We think the story is about Black trying to kill Harry, so the plot seems focused on that; but that’s not what the story is about. It’s about Sirius in a whole different way, and it’s as much about Pettigrew, and right on out of the pages of this volume to Voldemort.
The more I think about the plotting of PA, the more impressive it seems. JKR has all these threads going, and they’re interwoven in amazing ways:
- the most-important-to-Harry thread (Quidditch)
- the emotional thread (Dementors/J&L). It is interwoven with Quidditch, without which Harry wouldn’t keep hearing his parents’ voices.
- the drives-the-plot thread (Sirius trying to kill Harry), interwoven with the seemingly trivial thread of Harry trying to get into the village (key because of the Sirius plot, and because it introduces the Map)
- the true Sirius story (evidence throughout that Sirius is trying to save Harry—also, things like the Firebolt, brilliantly tied to the Quidditch thread but also establishing Sirius’s character and the Sirius-Harry relationship, once we learn the truth)

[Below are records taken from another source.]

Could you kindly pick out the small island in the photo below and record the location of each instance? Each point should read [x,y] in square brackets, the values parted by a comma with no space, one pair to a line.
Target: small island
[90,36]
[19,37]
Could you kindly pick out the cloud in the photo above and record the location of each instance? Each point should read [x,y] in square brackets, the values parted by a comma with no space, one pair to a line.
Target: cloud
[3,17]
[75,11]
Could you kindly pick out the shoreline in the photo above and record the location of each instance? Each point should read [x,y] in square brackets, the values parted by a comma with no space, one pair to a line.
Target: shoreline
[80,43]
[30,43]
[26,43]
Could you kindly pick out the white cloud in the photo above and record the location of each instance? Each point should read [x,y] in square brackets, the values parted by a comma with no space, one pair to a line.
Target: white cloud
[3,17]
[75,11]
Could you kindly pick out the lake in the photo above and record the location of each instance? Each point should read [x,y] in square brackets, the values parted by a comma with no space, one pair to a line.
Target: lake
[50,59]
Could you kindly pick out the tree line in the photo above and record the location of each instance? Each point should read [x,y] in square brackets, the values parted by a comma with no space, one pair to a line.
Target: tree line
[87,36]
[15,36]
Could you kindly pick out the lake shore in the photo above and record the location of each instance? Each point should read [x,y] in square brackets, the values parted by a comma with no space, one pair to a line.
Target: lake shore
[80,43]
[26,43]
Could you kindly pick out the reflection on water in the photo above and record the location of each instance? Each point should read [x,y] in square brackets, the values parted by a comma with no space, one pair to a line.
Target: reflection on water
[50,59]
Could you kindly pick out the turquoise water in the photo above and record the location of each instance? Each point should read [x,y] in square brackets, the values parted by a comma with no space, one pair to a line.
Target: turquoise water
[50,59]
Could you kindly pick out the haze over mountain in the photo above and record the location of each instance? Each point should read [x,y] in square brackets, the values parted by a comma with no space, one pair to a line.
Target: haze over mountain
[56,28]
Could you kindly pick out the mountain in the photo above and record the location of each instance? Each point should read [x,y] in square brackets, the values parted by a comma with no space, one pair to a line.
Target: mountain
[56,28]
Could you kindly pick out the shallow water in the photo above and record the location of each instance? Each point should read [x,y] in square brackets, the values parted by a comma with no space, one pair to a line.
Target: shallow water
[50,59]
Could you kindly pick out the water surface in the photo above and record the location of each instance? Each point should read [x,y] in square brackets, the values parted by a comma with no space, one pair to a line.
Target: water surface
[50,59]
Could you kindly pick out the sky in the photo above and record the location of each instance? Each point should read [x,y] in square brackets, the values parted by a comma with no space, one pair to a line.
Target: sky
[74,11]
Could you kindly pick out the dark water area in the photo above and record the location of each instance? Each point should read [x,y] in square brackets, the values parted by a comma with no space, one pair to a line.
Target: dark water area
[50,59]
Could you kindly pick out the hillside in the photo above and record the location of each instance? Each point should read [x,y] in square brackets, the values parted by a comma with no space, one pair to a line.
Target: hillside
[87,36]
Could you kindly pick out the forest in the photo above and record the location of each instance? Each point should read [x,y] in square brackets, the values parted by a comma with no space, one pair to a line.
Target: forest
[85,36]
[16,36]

- the false and true Crookshanks/Scabbers/Pettigrew storylines
- Hermione’s schedule (and accompanying crabbiness), which is a minor and humorous storyline but becomes central to the plot by the end
- the Buckbeak thread, which also seems to be mostly about Hagrid and Draco but becomes central by the end
- the character of Trelawney and Divination—all the set-up about whether to take Divination seriously
- the character of Lupin—which is probably a lot of setting-up for stories yet to be told in OP and (knock wood) beyond.
- the character of Snape, who hits a low in this book but whose backstory is also set up for the revelations of GF, especially poignantly if he turns out post-GF to have been the spy who tipped off J&L.
Everything balances. The storylines that seem trivial either turn out to be central (Crookshanks v. Scabbers) or serve to bring in storylines that are essential (Quidditch, e.g., brings in Sirius-as-godfather, and the Dementors/J&L issue). The real character dramas are largely below the surface (interactions among the MWPP generation). It’s amazing.